Improvements in operational efficiency, predictive maintenance, and asset optimization are more likely to draw the attention of mining companies than the latest technology trends. But the industry will find many new opportunities to accomplish its business objectives by harnessing the huge volumes of information that now flow through mining firms – commonly referred to as Big Data.
Tapping into the Internet of Things
In mining, as in most industries, machines and other equipment are often now embedded with “smart objects” that connect to the Internet through wireless devices. Mining companies can use this “Internet of Things” (IoT) connection to collect and analyze large volumes of data in real, or nearly real, time. The data gathered from smart devices on trucks alone is quite extraordinary – showing how well an engine runs, for example, or whether the tire pressure is appropriate.
IoT can also open new business opportunities. Consider Rio Tinto, a respected international mining company with a mine in Western Australia that it controls from a remote operations center in Perth. The mine features a driverless intelligent truck fleet and remote control intelligent drills that use connectivity made possible through smart objects and the IoT.
Using 3D visualization to enhance exploration
Advanced tools for automatically gathering and analyzing drilling data can readily create 3D visualizations based on information that is highly granular. With such transparency, mining companies can rapidly find the greatest concentrations of ore, gain better insight into the geology of their drilling sites, and more quickly adjust their mining schedules to maximize the output of their operations.
This technology has provided major improvements for safety and training as well.
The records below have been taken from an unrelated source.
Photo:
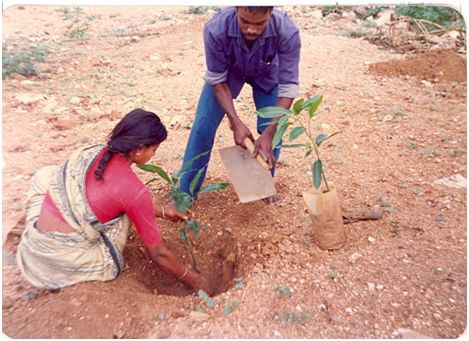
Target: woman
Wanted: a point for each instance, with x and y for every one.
(79, 213)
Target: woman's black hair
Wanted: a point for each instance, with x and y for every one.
(139, 128)
(258, 9)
Joy Global, a leading international manufacturer of mining equipment, has benefited greatly from adopting 3D visualization technology. The company has improved the safety of its equipment and augmented its training of new and current employees by being able to present trainees with visualizations that bring the training to life in a way no 2D schematic could.
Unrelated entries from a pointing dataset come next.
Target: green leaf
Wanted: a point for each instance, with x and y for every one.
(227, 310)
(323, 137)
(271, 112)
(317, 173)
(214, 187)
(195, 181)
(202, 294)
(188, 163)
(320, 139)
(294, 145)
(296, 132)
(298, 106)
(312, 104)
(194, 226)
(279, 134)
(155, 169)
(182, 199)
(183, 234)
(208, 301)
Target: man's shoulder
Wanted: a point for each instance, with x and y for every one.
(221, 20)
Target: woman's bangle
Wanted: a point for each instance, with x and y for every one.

Employees see during training what they’ll see in the field, depicted with precise accuracy. This leads to less retraining and fewer on-the-job mistakes. Joy Global now spends far less on training because it is able to reuse engineering schematics to feed its 3D visualization tool, while providing better quality training on its products.
Increasing operational efficiency
The collection and analysis of Big Data can also give mining companies greater insight into their overall operational efficiency – making it easier to determine, for example, how many truck turns occur daily at a particular mine, what the average load levels of those trucks are, what kind of stockpiles are available at various processing plants, and how those stockpiles change over time. Companies can compare efficiency across multiple mines and identify potential productivity or maintenance issues. They can also compare reported results against actual data.
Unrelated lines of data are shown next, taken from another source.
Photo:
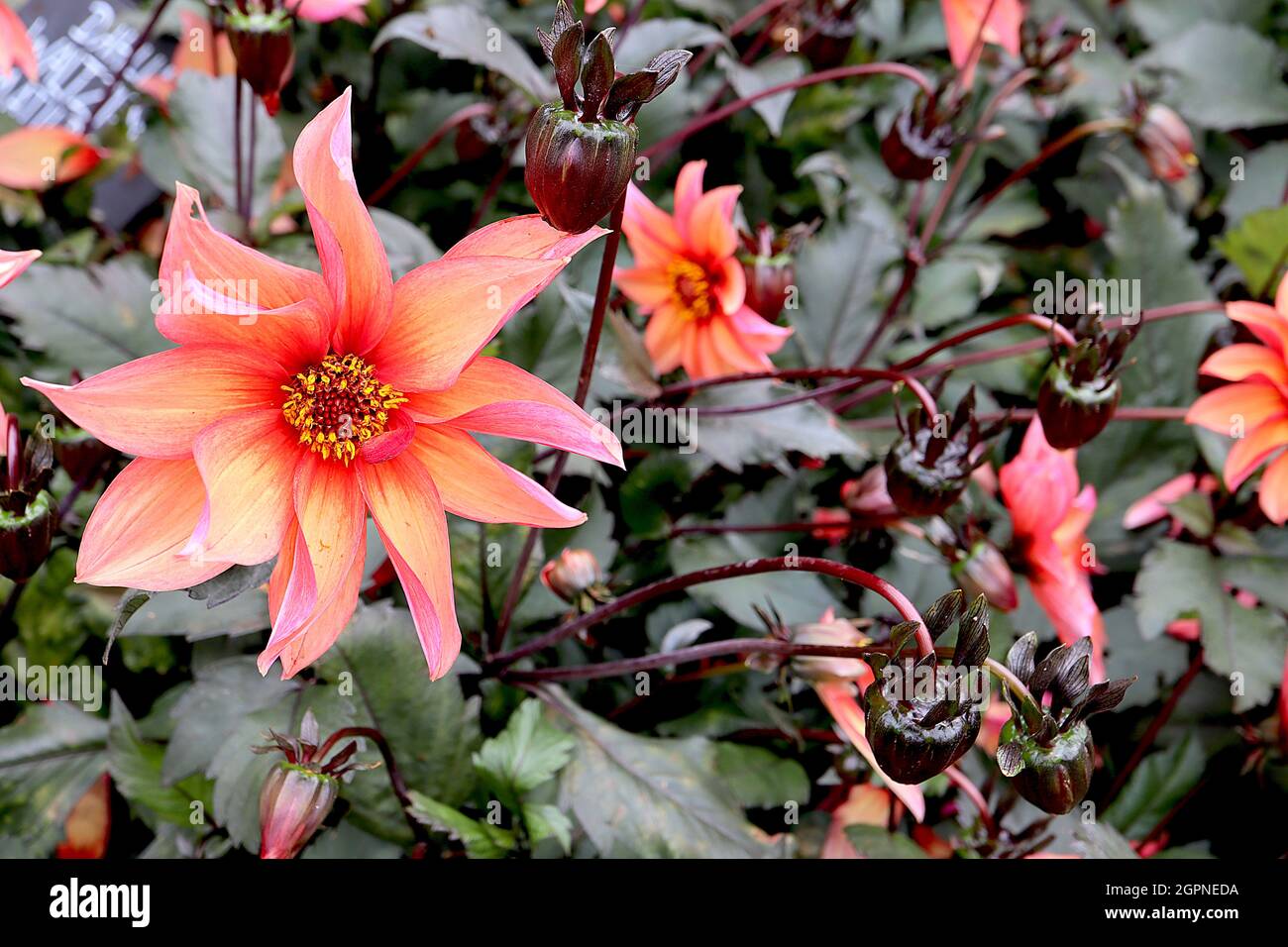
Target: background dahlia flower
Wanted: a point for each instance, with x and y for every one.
(296, 403)
(1254, 407)
(1048, 521)
(688, 278)
(16, 50)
An article in McKinsey Quarterly recently described how a mining company used Monte Carlo simulations to evaluate the cost of a project. Using historical data to model the potential impact of natural events, the company was able to optimize handling and storage capacity across its facilities and reduce related capital expenditures by 20 percent. According to research by SAP Performance Benchmarking, companies that use real-time monitoring of production and parametric data about processes, materials, and operations have a 10% higher capacity utilization rate.
Using in-memory technology to drive Big Data insights
In-memory computing technology has been shown to help organizations in many industries manage and analyze huge amounts of information more effectively and efficiently. Recent advances in hardware and software now make it possible to handle information from many different sources in real time at an affordable cost.
Going forward the ability to use and analyze Big Data will be a key factor in the survival of mining firms. Companies that take advantage of this tool should realize dramatic improvements in operational efficiency, predictive maintenance, and asset optimization.